Esta é uma das questões prioritárias do evento.
As outras passam pela discussão da convergência das
novas mídias. “Temos de discutir como a TV digital,
o computador e até mesmo o celular vai mudar a forma de
se ver e de fazer cinema. Não podemos esperar mais”,
finaliza.
Ontem, Manoel Rangel e Gustavo Dahl, diretores da Agência
Nacional de Cinema (Ancine) também participaram das discussões
sobre as perspectivas do cinema e do audiovisual no Brasil e na
América Latina e discursaram sobre as novas metas oficiais
para financiamento do cinema nacional.
Na mira destas novas metas, hoje, sexta-feira, foi dia de apresentar
e discutir experiências alternativas de produção,
distribuição e exibição.
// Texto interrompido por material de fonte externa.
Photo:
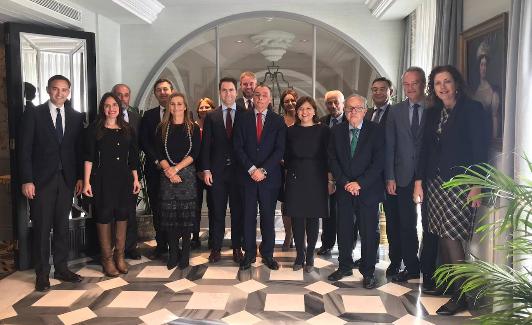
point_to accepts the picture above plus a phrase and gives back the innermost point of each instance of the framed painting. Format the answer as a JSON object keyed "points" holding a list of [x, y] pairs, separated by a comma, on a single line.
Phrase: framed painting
{"points": [[482, 60]]}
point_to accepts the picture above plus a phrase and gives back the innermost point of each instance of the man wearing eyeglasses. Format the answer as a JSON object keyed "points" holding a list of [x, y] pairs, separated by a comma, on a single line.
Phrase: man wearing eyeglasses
{"points": [[359, 187], [334, 101]]}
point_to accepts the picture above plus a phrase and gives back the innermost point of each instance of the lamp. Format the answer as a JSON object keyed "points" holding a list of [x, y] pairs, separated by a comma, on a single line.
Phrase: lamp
{"points": [[273, 45]]}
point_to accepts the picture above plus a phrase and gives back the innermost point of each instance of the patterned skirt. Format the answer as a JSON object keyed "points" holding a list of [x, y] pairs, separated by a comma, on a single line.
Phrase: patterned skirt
{"points": [[178, 202], [448, 214]]}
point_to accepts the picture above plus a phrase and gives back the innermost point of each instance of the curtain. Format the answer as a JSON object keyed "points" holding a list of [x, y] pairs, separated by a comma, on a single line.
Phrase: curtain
{"points": [[406, 51], [518, 102], [448, 28], [425, 23]]}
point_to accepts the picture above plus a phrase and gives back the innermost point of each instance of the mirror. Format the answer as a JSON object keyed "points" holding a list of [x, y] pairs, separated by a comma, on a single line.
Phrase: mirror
{"points": [[43, 56]]}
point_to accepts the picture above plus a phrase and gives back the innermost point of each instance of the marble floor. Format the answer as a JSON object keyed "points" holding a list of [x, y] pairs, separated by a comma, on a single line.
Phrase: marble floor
{"points": [[219, 294]]}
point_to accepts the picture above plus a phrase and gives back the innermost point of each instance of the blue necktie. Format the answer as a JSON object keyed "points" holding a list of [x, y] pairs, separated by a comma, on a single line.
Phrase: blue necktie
{"points": [[59, 125]]}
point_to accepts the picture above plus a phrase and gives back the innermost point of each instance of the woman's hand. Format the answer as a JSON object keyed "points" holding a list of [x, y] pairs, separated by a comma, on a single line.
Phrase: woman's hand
{"points": [[418, 192], [472, 193], [87, 189], [136, 186]]}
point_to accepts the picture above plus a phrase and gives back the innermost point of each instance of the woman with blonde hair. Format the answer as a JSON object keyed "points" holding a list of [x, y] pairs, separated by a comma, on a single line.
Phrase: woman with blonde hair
{"points": [[178, 146]]}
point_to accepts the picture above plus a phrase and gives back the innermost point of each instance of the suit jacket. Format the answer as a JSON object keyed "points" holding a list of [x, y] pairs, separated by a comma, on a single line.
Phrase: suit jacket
{"points": [[41, 155], [327, 119], [147, 141], [402, 147], [366, 165], [267, 154], [216, 148], [461, 144]]}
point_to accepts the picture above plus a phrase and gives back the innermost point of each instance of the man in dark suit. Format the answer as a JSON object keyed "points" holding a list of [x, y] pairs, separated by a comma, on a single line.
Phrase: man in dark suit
{"points": [[220, 170], [381, 92], [248, 82], [334, 101], [131, 116], [50, 173], [356, 159], [403, 143], [162, 89], [259, 143]]}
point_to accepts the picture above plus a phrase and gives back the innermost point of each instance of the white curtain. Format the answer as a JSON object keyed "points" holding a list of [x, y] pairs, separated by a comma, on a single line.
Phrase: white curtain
{"points": [[425, 22], [518, 101]]}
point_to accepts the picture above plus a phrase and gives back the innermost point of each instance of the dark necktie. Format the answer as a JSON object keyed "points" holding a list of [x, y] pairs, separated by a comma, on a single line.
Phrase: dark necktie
{"points": [[259, 126], [228, 123], [377, 115], [59, 125], [354, 140], [414, 125]]}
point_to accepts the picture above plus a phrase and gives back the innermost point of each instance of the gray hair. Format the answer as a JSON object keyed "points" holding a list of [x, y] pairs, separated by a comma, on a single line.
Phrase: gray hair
{"points": [[362, 98], [336, 93], [418, 70]]}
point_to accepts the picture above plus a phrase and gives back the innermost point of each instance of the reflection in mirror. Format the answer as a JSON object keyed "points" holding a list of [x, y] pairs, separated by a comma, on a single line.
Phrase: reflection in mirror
{"points": [[43, 56]]}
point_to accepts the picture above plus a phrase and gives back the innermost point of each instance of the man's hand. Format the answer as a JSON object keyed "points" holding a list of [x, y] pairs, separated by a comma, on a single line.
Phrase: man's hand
{"points": [[207, 178], [79, 187], [391, 186], [353, 188], [257, 175], [28, 190]]}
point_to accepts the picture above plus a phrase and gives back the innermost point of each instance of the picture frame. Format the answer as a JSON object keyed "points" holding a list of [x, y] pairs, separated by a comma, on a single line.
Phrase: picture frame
{"points": [[482, 61]]}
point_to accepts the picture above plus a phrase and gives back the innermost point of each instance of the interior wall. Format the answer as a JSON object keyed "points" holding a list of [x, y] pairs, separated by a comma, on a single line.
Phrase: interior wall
{"points": [[477, 11], [381, 39]]}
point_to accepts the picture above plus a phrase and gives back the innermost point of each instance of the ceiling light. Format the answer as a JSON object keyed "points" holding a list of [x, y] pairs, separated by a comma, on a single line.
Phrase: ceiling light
{"points": [[146, 10]]}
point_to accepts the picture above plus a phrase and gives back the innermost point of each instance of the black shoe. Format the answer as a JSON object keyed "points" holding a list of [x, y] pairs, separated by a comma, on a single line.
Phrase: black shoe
{"points": [[404, 276], [392, 270], [157, 253], [133, 254], [357, 263], [455, 305], [339, 274], [195, 243], [369, 282], [246, 263], [67, 276], [270, 263], [42, 283], [324, 250]]}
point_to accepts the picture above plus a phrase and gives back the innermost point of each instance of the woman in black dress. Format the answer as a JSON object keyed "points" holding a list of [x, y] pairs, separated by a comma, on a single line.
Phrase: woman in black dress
{"points": [[454, 137], [204, 106], [178, 146], [287, 107], [306, 192], [111, 163]]}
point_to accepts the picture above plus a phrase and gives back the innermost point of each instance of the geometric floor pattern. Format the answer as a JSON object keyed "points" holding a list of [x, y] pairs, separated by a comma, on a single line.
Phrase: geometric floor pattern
{"points": [[219, 294]]}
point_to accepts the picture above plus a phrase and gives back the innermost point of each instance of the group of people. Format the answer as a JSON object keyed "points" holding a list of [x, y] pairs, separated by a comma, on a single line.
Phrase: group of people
{"points": [[337, 168]]}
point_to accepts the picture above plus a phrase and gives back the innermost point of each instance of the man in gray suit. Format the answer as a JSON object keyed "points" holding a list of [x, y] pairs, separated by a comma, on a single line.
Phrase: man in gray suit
{"points": [[403, 141], [131, 115]]}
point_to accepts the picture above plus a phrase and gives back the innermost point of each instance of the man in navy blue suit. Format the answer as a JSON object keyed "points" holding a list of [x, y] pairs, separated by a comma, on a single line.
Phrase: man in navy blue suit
{"points": [[356, 159], [259, 142]]}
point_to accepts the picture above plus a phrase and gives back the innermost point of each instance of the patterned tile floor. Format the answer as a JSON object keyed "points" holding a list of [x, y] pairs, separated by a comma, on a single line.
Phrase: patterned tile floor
{"points": [[219, 294]]}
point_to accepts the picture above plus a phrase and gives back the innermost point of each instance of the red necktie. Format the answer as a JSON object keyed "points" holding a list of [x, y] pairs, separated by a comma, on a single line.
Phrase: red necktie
{"points": [[259, 126], [228, 123]]}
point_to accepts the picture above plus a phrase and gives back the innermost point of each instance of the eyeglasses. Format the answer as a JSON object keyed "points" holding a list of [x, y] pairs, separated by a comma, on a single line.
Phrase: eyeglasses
{"points": [[358, 109], [332, 102]]}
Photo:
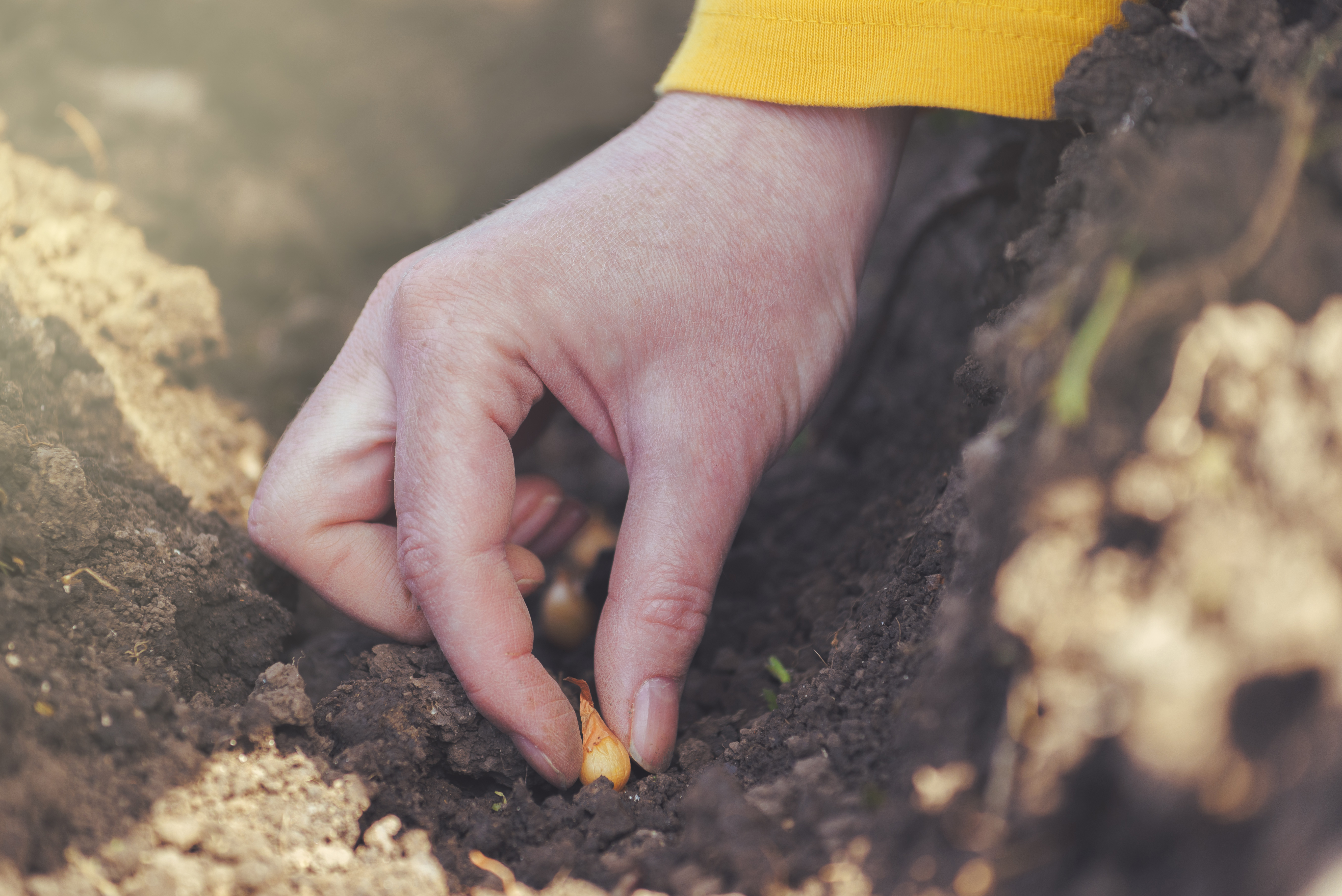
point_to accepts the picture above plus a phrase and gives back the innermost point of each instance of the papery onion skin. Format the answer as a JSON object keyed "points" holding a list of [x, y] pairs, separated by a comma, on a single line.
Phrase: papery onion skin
{"points": [[603, 754]]}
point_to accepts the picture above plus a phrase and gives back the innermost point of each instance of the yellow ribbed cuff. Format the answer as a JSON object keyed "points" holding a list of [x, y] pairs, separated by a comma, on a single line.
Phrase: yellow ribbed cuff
{"points": [[982, 56]]}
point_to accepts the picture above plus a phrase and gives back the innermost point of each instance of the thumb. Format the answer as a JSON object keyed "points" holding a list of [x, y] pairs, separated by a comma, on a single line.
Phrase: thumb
{"points": [[677, 529]]}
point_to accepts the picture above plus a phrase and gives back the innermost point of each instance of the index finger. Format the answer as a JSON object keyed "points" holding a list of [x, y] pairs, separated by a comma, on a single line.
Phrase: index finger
{"points": [[454, 500]]}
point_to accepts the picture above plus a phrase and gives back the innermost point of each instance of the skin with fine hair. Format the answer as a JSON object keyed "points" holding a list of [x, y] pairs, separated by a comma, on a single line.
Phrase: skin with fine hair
{"points": [[686, 293]]}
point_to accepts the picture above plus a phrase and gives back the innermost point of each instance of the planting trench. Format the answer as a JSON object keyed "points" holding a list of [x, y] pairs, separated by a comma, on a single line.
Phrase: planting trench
{"points": [[1053, 572]]}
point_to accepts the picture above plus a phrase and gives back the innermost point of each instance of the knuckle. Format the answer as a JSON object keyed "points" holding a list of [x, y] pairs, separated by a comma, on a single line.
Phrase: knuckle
{"points": [[415, 556], [678, 608]]}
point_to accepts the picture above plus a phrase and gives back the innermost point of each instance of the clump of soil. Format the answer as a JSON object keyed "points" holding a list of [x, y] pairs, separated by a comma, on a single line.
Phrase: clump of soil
{"points": [[1059, 660], [98, 666]]}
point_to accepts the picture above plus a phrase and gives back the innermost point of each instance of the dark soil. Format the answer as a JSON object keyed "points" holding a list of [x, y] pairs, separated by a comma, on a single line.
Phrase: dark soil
{"points": [[866, 564], [107, 693]]}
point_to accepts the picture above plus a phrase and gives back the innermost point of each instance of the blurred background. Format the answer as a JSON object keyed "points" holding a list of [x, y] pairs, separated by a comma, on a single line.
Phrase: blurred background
{"points": [[298, 149]]}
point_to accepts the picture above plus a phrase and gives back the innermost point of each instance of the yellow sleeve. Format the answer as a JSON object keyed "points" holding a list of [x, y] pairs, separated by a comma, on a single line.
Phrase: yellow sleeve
{"points": [[999, 57]]}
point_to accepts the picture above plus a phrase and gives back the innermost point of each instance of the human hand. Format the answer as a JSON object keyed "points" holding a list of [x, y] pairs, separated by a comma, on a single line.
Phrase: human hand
{"points": [[686, 293]]}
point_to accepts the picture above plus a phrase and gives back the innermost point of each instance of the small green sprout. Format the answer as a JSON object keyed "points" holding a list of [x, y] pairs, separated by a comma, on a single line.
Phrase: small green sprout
{"points": [[1073, 388]]}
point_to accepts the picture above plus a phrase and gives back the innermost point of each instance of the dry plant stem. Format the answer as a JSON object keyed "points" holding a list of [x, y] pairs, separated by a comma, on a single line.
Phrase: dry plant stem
{"points": [[1215, 275], [1211, 278], [68, 580], [603, 754]]}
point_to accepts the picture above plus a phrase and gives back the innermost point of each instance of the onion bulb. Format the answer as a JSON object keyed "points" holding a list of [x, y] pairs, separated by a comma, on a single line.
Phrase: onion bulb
{"points": [[567, 615], [603, 754]]}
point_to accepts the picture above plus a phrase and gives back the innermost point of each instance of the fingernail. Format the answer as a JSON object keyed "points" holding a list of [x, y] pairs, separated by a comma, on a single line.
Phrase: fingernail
{"points": [[533, 521], [539, 761], [653, 726]]}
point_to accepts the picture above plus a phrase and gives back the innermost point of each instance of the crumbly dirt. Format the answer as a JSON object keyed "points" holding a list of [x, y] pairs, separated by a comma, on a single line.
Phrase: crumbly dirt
{"points": [[1055, 619], [107, 686], [151, 328]]}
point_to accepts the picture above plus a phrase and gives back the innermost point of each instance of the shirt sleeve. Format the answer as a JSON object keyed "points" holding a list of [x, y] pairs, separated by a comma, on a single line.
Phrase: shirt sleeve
{"points": [[999, 57]]}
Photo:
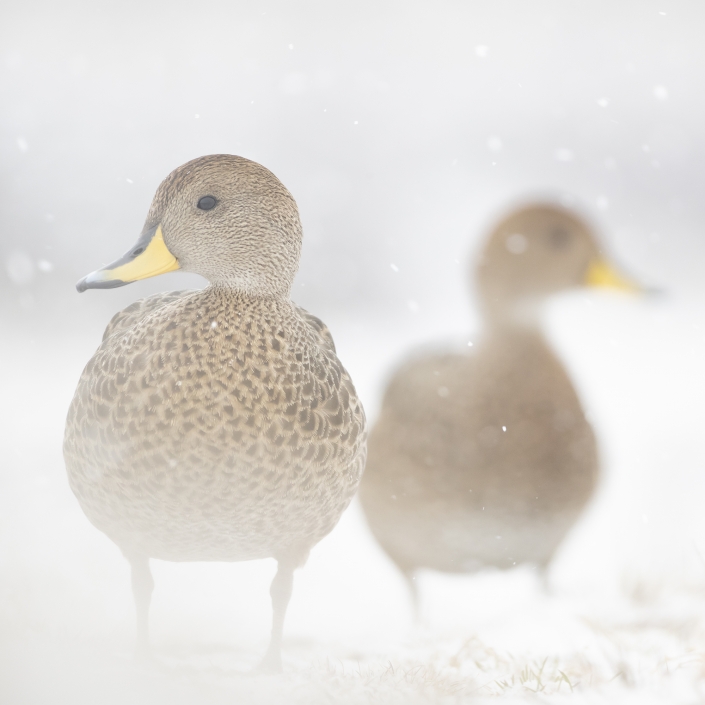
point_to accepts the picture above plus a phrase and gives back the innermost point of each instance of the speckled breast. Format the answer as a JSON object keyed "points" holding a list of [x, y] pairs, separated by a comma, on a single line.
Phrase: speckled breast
{"points": [[215, 429]]}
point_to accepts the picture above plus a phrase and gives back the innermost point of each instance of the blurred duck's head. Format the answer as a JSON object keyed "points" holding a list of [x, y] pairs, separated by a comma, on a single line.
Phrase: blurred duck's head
{"points": [[537, 251]]}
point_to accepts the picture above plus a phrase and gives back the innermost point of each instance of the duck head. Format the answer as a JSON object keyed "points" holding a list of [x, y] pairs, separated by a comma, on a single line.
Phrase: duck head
{"points": [[221, 216], [536, 251]]}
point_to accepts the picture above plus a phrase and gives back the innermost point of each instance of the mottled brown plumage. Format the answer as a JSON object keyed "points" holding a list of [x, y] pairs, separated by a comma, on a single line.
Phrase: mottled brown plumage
{"points": [[218, 424], [485, 458]]}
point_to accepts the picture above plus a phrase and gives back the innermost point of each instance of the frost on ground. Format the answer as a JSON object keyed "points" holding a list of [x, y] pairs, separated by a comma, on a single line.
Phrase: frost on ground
{"points": [[66, 619]]}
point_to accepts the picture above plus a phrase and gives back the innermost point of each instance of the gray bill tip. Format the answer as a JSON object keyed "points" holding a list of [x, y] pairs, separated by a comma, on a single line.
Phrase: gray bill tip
{"points": [[91, 282]]}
A bem-sucedida
experiência da ABPITV, que reúne mais de cem produtoras
independentes de televisão brasileiras e tem realizado
oficinas de capacitação, aprimoramento profissional,
representado o País em vários dos mais importantes
eventos do ramo no exterior, foi apresentada por Marco Altberg,
dirigente da ABPITV. José Araripe, diretor do CTAv (Centro
Técnico do Audiovisual) falou dos planos da entidade para
2006 e o jornalista e diretor Nelson Hoineff afirmou com categoria
que o aprimoramento da TV digital brasileira, cujo modelo operacional
será escolhido em definitivo em fevereiro, passa necessariamente
por uma revolução tecnológica.
Já Mário Borgneth, assessor especial do Ministério
da Cultura, representou a Secretaria do Audiovisual e apresentou
as metas do órgão para o setor cinematográfico
em 2006. “Entre as nossas premissas de base, está
a descentralização dos investimentos e o apoio à
produção independente. Para isso, atuaremos em três
níveis: no fomento à regionalização
da produção, no investimento em vários formatos
e gêneros e na descentralização dos investimentos
os diferentes elos da cadeia produtiva, passando, claro, pelos
históricos gargalos da distribuição e da
produção.”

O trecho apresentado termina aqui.